But no one would listen to Issie or Mrs Sadique.
They huddled around the welcome warmth of the blazing fire.
They tucked heartily into their bowls of hot stew.
They commented on how lucky they all were.
Then late in the afternoon, when the sun had set low on the horizon, and the embers on the fire glowed red, the creature came oozing out of the narrow window of the tower. In its wake came a skittering murder of bats that pulsed out into the coming night like some band of ragged winged marauders. Behind these poured gallons dustily dancing moths, fluttering downwards in a blizzard of russet and rust.

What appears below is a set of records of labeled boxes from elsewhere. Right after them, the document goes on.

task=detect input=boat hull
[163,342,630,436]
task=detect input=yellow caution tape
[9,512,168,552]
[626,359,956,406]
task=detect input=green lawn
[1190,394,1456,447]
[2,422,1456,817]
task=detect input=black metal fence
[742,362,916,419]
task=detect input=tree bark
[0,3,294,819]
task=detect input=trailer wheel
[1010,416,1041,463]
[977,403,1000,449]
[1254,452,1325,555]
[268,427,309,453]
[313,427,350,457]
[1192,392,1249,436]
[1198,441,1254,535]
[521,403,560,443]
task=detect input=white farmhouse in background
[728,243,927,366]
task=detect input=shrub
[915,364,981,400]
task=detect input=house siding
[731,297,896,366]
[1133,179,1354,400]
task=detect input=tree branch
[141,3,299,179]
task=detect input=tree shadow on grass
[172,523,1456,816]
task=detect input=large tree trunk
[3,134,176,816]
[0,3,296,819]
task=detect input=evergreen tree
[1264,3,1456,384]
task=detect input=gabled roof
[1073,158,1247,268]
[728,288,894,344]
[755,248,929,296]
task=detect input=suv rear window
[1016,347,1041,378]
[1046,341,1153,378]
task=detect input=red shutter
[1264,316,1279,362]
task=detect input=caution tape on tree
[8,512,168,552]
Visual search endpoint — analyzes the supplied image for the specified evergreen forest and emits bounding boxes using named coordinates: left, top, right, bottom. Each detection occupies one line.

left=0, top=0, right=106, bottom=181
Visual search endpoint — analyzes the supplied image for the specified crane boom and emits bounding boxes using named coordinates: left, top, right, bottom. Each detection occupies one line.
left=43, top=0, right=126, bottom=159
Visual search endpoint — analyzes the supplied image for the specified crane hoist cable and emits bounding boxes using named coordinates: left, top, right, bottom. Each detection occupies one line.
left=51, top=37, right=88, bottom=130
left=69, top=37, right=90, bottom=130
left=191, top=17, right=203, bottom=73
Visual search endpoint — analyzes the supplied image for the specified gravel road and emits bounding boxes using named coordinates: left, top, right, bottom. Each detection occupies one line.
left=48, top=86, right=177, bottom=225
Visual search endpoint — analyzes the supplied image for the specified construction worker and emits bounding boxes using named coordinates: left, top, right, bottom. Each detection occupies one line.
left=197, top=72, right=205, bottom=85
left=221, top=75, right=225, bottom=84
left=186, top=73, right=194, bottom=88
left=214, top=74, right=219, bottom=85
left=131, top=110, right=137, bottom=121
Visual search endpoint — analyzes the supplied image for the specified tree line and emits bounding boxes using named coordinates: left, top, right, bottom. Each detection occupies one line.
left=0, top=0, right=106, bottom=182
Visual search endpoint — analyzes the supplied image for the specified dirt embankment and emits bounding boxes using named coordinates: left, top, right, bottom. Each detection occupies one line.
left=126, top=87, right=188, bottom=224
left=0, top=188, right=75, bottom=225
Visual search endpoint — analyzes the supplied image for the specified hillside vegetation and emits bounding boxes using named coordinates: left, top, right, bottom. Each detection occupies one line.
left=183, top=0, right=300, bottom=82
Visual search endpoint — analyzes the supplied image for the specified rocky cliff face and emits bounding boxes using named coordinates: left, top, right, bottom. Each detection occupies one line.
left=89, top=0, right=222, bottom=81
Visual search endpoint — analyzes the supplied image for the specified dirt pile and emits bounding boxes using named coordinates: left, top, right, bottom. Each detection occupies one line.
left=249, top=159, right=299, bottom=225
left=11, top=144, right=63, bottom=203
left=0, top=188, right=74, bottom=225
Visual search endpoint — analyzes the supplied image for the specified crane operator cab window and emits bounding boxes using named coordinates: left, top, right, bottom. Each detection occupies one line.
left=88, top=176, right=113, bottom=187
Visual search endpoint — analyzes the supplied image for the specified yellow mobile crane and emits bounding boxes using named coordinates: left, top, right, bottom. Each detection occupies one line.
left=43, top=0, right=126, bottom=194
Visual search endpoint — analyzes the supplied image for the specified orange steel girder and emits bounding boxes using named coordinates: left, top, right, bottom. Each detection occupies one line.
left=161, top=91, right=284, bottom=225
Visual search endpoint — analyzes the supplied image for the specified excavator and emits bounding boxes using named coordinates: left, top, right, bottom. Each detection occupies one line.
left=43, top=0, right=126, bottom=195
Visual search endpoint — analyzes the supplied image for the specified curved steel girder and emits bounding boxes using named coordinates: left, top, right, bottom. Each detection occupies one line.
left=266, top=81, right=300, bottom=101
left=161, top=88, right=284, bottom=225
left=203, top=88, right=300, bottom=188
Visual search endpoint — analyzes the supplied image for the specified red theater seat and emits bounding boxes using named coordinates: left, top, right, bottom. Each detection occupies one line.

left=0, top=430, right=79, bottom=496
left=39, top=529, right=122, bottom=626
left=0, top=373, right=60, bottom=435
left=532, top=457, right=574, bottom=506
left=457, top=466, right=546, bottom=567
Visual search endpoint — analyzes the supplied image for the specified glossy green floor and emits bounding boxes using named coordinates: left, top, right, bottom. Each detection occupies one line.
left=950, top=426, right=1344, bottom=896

In the midst of this aerial fiesta, the creature came scuttling disconcertingly down the ivy-covered wall like an overgrown insect. Long black locks of hair swaying before it in oily arachnid strands. Vicious fingernails clicking inharmoniously against the stonework behind the gnarled roots of ivy as the white gown puffed and billowed on the breeze.
Issie felt the air around the camp charging as the creature reached the foot of tower. It rose to its feet and tossed back its long black tresses so that they cracked like whips. Voraciously licking its ruby red lips, it shimmied grotesquely towards them.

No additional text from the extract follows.